Take one bulb of fennel and cut in half through the root. Take each half and cut into four even pieces, again through the root so they stay intact. Bring a small pan to medium-high heat and pour in just enough oil to cover the base of the pan. Drizzle the fennel with oil (so the salt sticks) and season with salt. Once the pan is hot, cook the fennel on each side for 3-4 minutes until golden brown. Add the Pernod and cook out until it evaporates. Add the stock and lower the heat to low. Cook for a further 3-4 minutes until the root of the fennel is just pierceable with a knife. It should just give but retain a bit of bite. Add thyme. Whisk in cold butter to emulsify with the stock. Season to taste.

For the fish

2 x 500g red mullet
500g water (or just enough to cover)
½ leek or small onion
1 small carrot
1 celery stalk
Fennel trim
Bay leaf

For this dish we have used red mullet, a summer fish now coming into season. The flesh and skin have a crustacea-like richness and sweetness to them. Sea bass, sea bream or mackerel also work well. You want a fish where you can really crisp up the skin.

Gut and clean 2 x 500g red mullet. Descale, then remove the sides before carefully pining the bones. 250-300g red mullet are more common so you can use these, but serve with four side fillets (from 250g fish) vs one side fillet (from 500g fish) as shown. Pan-dry the skin and leave the skin side down on a paper towel while you make the stock. The aim is to dry out the skin as much as possible, so you get it super crispy. Change the paper towel as needed once it becomes moist.

Now for the stock. Once the fillets have been removed, add the fish head and bones with the roughly chopped vegetables to a small saucepan, then cover with cold water. Gently bring to a low simmer and cook for about 30 minutes, skimming any impurities. Strain the bones and veg so you are just left with the stock.

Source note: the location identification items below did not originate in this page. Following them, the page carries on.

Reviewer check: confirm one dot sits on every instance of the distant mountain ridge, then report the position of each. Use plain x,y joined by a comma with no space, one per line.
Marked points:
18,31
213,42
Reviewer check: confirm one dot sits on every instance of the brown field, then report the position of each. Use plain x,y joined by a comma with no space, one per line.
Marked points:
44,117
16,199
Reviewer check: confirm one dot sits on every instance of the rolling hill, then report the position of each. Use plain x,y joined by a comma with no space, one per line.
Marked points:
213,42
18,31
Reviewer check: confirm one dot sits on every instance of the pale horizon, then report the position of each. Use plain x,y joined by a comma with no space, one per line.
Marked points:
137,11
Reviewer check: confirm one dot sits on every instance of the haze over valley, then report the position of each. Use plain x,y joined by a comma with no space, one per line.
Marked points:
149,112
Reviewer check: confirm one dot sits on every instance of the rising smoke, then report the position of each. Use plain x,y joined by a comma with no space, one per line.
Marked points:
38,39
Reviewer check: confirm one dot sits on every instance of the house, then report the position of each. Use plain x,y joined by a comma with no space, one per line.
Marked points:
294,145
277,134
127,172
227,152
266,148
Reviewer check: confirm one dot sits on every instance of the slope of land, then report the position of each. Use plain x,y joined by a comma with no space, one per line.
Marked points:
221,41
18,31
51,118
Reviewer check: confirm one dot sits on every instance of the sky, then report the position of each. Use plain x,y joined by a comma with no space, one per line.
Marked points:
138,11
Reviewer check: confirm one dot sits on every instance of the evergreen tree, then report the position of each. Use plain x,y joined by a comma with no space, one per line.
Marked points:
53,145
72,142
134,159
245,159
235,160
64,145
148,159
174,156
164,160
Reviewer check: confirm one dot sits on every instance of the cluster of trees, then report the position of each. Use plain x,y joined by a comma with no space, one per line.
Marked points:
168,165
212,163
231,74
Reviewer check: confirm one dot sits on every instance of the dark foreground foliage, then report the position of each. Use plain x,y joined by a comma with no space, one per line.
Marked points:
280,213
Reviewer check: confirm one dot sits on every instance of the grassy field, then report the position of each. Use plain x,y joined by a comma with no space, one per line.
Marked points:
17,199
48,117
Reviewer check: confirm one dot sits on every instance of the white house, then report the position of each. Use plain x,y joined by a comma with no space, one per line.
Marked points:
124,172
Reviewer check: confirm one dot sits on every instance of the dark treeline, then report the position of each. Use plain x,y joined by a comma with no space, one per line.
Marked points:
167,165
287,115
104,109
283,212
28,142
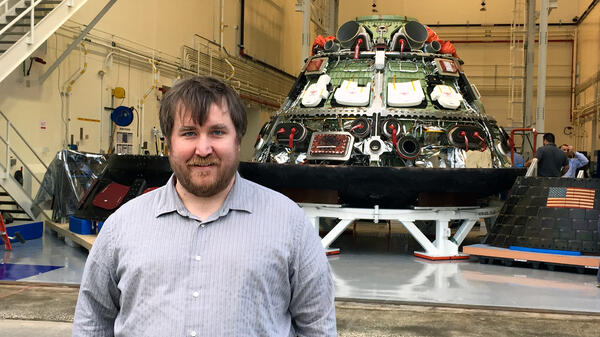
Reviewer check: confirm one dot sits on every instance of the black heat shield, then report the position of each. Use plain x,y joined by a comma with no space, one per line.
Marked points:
390,187
355,185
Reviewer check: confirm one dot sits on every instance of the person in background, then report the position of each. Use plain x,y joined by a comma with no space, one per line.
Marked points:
576,160
518,159
552,162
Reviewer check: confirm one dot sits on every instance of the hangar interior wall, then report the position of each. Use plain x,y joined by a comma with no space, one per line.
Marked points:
272,33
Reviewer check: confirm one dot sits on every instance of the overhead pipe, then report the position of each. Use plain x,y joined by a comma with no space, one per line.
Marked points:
156,77
66,89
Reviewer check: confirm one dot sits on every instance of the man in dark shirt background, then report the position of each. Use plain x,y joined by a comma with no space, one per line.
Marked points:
552,162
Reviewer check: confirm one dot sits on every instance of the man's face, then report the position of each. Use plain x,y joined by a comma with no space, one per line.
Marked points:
567,151
204,157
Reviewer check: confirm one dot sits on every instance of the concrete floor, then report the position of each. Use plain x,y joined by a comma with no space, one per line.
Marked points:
39,310
379,291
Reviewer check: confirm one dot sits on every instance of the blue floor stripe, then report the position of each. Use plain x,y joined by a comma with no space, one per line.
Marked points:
14,272
545,251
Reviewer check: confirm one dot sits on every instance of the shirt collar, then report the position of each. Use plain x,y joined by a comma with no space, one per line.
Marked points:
239,198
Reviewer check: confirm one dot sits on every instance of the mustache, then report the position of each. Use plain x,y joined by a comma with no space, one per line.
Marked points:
203,161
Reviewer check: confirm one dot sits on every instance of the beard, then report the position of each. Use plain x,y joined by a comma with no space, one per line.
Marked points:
186,176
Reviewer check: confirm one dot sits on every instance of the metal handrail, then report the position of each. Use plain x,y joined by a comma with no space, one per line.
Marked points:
20,16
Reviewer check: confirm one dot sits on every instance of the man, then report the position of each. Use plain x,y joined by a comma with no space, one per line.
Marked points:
209,253
576,160
552,162
518,159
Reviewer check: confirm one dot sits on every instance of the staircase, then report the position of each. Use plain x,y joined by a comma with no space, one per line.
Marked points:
8,206
26,24
17,196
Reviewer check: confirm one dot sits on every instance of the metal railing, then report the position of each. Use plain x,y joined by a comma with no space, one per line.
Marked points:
29,10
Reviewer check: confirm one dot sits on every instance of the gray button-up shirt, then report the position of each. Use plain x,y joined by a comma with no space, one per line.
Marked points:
254,268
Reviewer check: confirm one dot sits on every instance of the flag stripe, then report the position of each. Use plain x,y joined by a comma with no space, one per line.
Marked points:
571,197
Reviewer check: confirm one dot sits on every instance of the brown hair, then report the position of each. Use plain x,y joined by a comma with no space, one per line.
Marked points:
197,94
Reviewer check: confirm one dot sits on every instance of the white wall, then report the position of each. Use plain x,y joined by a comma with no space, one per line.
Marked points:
164,27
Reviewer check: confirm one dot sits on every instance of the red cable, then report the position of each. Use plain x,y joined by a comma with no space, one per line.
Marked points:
394,136
464,134
357,48
483,143
357,126
291,140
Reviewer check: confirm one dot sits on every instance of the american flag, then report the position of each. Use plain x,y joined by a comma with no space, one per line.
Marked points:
571,197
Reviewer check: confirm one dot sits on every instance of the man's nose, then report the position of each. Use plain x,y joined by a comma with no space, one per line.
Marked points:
204,146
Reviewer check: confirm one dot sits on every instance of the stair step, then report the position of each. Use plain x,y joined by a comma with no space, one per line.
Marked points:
23,219
20,10
12,17
13,34
17,25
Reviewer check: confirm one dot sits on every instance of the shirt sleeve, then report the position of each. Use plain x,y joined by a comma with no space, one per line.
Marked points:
98,300
581,160
312,299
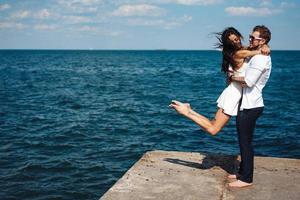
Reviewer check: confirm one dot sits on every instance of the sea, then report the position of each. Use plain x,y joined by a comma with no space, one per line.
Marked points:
72,122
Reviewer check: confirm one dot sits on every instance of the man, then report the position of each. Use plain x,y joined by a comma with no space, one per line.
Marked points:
251,105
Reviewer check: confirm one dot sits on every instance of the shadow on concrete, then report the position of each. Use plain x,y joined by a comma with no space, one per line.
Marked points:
228,163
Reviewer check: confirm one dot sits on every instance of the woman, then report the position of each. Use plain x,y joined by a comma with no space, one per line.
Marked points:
234,57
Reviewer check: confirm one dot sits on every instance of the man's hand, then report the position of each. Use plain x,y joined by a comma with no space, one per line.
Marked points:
240,80
181,108
265,50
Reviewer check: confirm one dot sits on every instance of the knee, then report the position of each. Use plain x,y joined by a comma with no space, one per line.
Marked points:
213,130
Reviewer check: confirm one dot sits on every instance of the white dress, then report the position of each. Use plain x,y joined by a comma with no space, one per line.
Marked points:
231,95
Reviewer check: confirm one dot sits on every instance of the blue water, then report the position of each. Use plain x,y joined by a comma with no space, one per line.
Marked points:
73,122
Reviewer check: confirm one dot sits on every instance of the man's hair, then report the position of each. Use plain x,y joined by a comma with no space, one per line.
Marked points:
264,32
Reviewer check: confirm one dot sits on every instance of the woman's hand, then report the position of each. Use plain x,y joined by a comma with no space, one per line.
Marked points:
265,50
181,108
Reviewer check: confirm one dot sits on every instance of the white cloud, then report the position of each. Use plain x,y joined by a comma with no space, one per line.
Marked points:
8,25
138,10
45,27
191,2
250,11
166,24
88,28
42,14
266,3
72,19
4,6
21,14
80,6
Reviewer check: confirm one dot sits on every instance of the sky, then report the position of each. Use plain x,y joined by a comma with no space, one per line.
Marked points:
142,24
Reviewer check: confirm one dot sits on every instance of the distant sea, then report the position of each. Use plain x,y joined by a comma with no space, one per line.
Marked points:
73,122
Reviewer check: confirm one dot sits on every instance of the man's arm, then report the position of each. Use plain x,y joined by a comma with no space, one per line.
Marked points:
253,72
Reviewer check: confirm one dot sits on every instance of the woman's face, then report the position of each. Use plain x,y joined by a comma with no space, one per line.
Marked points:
236,40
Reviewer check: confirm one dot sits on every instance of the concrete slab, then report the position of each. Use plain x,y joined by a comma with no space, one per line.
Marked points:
171,175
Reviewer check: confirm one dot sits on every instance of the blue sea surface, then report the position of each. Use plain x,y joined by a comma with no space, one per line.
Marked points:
73,122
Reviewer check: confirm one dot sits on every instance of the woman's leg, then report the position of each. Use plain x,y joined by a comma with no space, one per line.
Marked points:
212,126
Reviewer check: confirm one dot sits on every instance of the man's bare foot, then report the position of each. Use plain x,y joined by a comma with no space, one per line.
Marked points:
239,184
232,176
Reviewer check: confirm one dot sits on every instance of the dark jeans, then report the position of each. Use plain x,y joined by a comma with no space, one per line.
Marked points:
245,123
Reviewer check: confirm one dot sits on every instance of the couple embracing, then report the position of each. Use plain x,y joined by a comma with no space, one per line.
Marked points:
248,70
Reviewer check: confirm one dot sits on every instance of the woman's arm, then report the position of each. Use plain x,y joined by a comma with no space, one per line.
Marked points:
242,54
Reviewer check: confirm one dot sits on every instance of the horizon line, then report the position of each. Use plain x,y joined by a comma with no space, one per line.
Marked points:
162,49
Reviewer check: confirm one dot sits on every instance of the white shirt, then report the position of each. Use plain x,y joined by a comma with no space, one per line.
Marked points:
256,77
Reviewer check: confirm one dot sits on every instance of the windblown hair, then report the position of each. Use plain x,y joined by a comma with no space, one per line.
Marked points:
228,47
264,32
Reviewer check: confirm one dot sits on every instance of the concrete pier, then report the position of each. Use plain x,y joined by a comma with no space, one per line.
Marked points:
165,175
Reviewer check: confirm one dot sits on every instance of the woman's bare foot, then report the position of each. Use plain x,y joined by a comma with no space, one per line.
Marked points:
232,176
239,184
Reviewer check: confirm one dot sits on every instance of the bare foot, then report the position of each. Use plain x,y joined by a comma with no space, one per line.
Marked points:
232,176
239,184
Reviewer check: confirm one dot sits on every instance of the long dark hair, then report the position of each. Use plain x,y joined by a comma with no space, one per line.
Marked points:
228,47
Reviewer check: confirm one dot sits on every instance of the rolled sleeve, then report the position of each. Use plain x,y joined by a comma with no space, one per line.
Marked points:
254,71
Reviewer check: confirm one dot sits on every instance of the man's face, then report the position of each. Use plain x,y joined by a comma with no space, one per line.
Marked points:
236,40
255,40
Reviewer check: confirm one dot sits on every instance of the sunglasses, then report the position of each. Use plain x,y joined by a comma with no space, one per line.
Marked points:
251,37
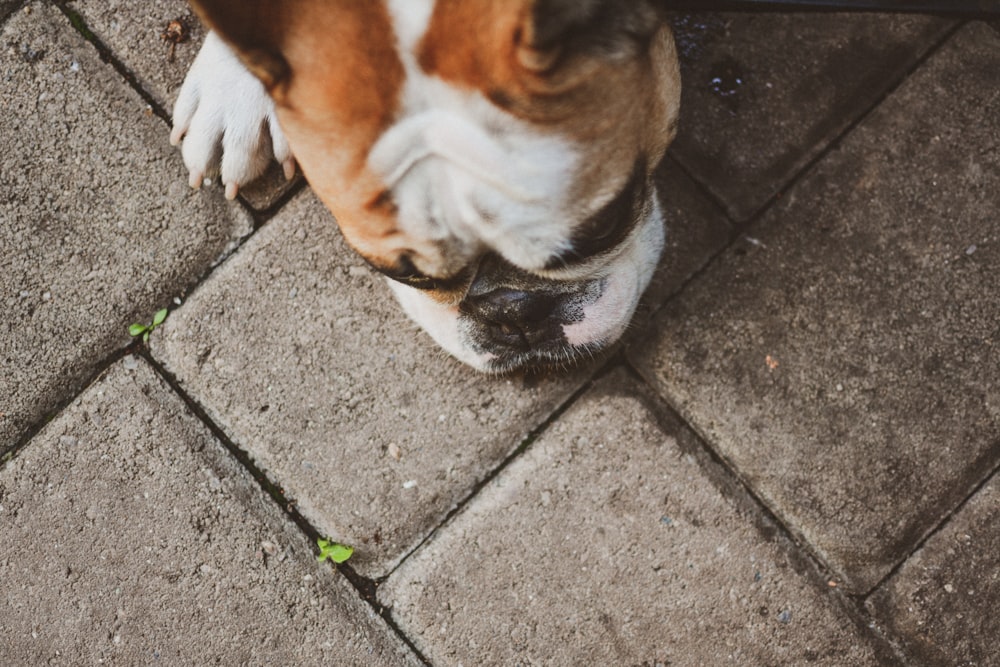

Drizzle the pan with rapeseed oil and season the fish with sea salt. Cook over medium-high heat, skin side down, for 3-4 minutes. Flip to barely cook the other side (for about 20 seconds) and remove from the pan. Place the fish on a paper towel to rest slightly while you finish the sauce. It should be translucent and just cooked through.

For the sauce

200g Datterini tomatoes
100ml fish stock
50ml white wine (optional)
1 tbsp cold butter
1 tsp chopped chives
Lemon wedge (1/8 lemon)
Sea salt

Add the Datterini to the same pan you cooked the fish in on a medium heat. Allow to cook through, stirring often and until they begin to burst (4-5 mins). Once you see signs of the tomatoes sticking to the pan, add the wine and cook out – this is optional. With a wooden spatula, scrape the bottom of the pan, releasing any bits which are stuck to the bottom (this is a good thing). Once the wine reduces to a syrup and the pan begins to caramelise again, add the stock and reduce by half. Lower the heat right down and whisk in the cold butter. Add chives, lemon juice (from the wedge), plus sea salt to taste.